Vor der Probefahrt, v.l.: Marcel Heinz, R+V, MO14 Innovation Lab; Proberadler Bertram Giebeler, ADFC Frankfurt (sicherheitshalber mit Helm); Manuel Wehner, Fraport Unternehmensentwicklung – Ideen- und Innovationsmanagement; der autonome Bus von Navya, Villeurbanne, Frankreich.
Foto: Fraport - Fahrzeugoperator
Wie schlau ist dieser Bus?
Komische Frage, oder? Na ja, die Sache ist die: der Bus hat keinen Fahrer! Er gehört zu einem Test, den die R+V-Versicherungsgruppe zusammen mit Fraport auf dem Flughafengelände durchführte. Der Autor erfuhr davon aus der Presse und wollte einmal ausprobieren, ob und wie das autonome Gefährt reagiert, wenn ein Radfahrer plötzlich im Verkehrsgeschehen auftaucht.
Für uns als ADFC ist es von großer Bedeutung, die Entwicklung im Bereich des "autonomen Fahrens" genau zu verfolgen und den Rechtsrahmen mitzubestimmen. Enorme finanzielle Interessen stehen dahinter, und schon tauchen erste Forderungen auf, den Radverkehr wieder von der Straße zu verbannen, weil die autonomen Fahrzeuge Probleme hätten, Radfahrer richtig einzuschätzen.
Wichtigstes Resultat des Besuchs: der Autor lebt noch und hat diesen Beitrag auch nicht vom Krankenhausbett aus verfasst. Das Ganze war auch bei weitem noch kein Test, der wissenschaftlichen Ansprüchen genügen würde. Wir werden echte Experten aus dem Umfeld des ADFC-Fachausschusses Radverkehr mit R+V und Fraport zusammenbringen, um die Evaluation zu begleiten.
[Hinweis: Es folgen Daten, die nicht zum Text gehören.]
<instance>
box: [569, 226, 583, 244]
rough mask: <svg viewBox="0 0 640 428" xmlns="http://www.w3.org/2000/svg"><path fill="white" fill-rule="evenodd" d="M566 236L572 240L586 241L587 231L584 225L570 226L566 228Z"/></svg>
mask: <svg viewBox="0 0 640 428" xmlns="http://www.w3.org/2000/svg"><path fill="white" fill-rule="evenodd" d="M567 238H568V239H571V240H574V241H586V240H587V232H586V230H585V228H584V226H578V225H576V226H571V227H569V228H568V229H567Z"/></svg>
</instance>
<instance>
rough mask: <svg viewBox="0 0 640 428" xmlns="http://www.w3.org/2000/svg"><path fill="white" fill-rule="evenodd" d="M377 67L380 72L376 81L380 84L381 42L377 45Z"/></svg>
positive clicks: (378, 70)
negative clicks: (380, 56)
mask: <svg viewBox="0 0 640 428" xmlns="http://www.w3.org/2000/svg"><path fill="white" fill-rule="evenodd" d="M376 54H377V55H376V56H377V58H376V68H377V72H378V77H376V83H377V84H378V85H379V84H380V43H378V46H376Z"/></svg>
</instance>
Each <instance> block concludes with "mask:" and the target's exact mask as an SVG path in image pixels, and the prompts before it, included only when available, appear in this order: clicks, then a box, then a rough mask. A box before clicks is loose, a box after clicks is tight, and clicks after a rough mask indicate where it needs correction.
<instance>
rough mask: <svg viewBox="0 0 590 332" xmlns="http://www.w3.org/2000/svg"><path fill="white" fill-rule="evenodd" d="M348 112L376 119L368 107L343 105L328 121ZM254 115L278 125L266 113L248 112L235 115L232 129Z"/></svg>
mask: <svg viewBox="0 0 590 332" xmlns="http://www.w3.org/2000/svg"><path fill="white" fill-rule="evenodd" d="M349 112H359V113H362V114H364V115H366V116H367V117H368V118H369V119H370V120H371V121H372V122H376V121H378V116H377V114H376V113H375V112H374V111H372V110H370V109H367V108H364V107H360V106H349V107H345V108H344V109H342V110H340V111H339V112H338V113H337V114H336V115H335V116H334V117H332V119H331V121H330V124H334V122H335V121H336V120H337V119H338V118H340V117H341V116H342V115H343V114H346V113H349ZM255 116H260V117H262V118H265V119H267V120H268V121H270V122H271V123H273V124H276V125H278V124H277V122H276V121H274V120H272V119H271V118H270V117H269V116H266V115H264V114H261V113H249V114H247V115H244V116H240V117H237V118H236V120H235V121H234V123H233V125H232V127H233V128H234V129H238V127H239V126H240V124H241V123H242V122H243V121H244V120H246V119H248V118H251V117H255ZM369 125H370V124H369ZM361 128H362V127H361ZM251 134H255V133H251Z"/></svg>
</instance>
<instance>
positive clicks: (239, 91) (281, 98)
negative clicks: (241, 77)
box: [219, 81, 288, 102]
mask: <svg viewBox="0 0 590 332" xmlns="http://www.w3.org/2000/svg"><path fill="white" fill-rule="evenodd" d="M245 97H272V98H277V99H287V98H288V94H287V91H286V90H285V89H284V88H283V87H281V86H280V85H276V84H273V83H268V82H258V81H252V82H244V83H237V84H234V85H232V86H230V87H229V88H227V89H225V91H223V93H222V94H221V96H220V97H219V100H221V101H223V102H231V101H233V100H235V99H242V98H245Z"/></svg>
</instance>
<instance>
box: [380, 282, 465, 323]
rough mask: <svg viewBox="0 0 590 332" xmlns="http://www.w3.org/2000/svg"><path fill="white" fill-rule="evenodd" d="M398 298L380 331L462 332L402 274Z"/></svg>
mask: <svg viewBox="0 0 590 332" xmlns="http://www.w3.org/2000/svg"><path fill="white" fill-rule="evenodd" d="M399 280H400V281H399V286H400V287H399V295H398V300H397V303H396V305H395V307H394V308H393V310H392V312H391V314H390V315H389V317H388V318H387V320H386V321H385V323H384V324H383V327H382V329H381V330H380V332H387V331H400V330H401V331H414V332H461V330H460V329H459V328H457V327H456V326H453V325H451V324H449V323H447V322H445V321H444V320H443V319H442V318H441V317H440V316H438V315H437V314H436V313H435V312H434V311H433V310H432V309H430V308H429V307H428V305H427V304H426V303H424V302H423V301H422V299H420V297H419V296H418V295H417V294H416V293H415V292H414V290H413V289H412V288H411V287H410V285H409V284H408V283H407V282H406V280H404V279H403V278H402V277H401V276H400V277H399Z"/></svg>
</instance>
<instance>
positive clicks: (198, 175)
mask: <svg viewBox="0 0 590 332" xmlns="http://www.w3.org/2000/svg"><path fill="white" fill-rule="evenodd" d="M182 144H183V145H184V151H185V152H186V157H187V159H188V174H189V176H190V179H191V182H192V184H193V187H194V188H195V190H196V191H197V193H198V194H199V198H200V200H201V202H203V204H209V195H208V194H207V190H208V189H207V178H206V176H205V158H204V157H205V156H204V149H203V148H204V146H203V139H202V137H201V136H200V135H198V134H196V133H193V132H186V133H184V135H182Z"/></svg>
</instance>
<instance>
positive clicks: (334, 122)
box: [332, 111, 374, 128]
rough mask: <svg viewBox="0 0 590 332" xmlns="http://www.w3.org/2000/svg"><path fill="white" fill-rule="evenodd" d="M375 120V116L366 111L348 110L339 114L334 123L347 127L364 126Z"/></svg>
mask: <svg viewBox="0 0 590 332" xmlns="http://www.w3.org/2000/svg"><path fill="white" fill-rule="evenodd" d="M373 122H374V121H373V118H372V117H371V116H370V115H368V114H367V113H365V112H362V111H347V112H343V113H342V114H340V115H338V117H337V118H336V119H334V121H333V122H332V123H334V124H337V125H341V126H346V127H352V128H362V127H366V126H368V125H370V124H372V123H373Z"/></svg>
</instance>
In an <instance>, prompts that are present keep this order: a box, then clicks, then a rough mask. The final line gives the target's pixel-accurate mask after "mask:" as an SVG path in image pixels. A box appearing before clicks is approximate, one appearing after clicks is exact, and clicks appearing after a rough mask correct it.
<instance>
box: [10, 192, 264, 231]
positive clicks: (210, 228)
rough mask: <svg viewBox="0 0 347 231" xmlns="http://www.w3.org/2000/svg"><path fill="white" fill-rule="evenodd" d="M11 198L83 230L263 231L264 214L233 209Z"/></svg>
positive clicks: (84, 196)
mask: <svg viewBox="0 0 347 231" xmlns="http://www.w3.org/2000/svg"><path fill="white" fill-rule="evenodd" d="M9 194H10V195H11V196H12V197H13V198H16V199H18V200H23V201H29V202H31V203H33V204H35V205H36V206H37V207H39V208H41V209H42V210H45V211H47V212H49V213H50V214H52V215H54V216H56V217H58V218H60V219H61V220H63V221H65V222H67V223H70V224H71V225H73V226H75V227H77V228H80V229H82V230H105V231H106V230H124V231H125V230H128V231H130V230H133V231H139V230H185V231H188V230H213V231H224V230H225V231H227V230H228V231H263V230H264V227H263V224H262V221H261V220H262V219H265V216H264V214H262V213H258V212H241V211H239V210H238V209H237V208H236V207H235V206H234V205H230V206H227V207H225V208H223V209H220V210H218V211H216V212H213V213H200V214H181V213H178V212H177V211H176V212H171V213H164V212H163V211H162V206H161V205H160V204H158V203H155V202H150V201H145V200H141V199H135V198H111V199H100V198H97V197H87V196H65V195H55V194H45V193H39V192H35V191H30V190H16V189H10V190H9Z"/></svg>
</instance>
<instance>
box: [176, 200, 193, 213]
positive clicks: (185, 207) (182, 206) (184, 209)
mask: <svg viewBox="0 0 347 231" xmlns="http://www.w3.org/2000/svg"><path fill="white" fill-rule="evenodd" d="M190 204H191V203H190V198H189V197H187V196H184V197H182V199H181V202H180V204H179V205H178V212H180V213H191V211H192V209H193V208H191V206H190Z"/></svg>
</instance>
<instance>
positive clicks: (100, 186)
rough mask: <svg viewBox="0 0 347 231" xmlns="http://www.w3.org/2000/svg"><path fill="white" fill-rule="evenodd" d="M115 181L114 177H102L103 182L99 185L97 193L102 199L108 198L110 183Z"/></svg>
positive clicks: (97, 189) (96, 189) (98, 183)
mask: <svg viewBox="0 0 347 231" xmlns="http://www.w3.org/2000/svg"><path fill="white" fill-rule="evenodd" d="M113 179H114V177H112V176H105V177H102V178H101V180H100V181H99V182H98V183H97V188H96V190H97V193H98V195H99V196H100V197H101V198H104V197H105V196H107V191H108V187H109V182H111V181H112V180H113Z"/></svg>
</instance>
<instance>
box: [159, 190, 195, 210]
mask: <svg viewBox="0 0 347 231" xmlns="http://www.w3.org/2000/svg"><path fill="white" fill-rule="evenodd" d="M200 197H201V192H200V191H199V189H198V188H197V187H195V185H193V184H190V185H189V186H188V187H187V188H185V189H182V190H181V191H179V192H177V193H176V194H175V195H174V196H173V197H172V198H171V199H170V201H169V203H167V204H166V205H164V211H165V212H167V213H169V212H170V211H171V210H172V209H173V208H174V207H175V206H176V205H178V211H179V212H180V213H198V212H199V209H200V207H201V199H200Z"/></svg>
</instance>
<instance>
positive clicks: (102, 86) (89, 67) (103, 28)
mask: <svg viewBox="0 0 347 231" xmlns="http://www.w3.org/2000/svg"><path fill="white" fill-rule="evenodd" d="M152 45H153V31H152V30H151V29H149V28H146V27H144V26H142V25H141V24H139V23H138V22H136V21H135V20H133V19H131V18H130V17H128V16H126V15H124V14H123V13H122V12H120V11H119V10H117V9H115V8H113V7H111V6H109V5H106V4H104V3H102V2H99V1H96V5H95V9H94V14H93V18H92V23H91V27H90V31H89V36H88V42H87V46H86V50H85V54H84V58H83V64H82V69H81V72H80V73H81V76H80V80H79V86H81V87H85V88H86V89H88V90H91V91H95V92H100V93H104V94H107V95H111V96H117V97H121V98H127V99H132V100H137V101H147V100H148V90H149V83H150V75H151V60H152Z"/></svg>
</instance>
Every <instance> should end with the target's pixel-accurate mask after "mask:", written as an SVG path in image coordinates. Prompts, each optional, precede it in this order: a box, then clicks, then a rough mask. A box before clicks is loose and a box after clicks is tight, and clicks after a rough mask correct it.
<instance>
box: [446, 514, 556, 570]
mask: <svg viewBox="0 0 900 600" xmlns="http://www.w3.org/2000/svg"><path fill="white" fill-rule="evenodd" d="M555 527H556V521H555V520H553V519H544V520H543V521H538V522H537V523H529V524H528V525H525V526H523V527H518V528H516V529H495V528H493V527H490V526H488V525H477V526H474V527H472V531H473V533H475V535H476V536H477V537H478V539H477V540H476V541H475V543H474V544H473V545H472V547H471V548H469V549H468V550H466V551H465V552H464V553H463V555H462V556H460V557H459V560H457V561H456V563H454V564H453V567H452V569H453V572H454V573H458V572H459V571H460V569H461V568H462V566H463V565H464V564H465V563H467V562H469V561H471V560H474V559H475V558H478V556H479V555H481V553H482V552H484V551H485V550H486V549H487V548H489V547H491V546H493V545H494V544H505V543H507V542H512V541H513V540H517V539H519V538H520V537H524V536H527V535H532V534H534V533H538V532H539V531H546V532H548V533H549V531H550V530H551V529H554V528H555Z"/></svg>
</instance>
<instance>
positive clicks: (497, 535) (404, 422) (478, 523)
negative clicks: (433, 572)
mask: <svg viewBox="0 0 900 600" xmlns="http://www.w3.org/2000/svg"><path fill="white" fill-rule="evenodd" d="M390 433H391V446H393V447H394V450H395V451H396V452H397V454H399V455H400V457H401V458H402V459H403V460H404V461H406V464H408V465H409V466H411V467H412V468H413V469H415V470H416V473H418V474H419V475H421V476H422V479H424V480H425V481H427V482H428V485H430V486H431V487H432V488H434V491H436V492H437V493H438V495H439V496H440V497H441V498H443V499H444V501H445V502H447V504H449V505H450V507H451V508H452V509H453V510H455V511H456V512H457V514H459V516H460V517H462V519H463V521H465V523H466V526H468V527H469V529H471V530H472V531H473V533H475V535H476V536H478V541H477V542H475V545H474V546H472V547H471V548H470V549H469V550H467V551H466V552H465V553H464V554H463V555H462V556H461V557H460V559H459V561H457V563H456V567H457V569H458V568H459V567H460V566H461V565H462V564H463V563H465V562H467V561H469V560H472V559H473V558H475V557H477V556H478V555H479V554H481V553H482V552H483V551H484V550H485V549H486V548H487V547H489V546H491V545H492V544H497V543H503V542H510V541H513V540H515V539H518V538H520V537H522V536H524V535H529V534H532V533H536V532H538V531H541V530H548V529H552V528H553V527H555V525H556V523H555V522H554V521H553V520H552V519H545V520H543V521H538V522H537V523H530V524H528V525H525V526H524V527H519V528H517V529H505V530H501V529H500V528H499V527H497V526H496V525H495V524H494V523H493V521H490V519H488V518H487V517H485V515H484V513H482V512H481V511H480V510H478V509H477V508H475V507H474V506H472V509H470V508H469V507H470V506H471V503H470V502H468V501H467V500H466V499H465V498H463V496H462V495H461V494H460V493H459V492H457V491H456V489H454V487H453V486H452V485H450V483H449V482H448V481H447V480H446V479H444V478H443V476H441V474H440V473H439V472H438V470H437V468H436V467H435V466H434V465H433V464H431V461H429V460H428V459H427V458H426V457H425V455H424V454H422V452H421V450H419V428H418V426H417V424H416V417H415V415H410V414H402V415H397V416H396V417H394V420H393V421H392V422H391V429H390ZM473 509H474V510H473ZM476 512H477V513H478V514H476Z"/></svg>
Das Fahrzeug fuhr auf einer vorgeschriebenen Shuttle-Linie, gesteuert über GPS und eine "virtuelle Schiene" mit maximal 18 km/h auf dem Flughafengelände, also nicht im öffentlichen Straßenverkehr. Es herrscht dort aber ein durchaus reges Treiben von Pkw, Bussen, Lkw, Gepäcktransportern und diversen Flughafen-Spezialfahrzeugen. Fahrräder sind eher selten, dürfen aber fahren. Der Bus fuhr zwar autonom, es saß aber immer ein Operator mit drin, der im Störungsfall eingreifen und den Bus manuell umsteuern konnte.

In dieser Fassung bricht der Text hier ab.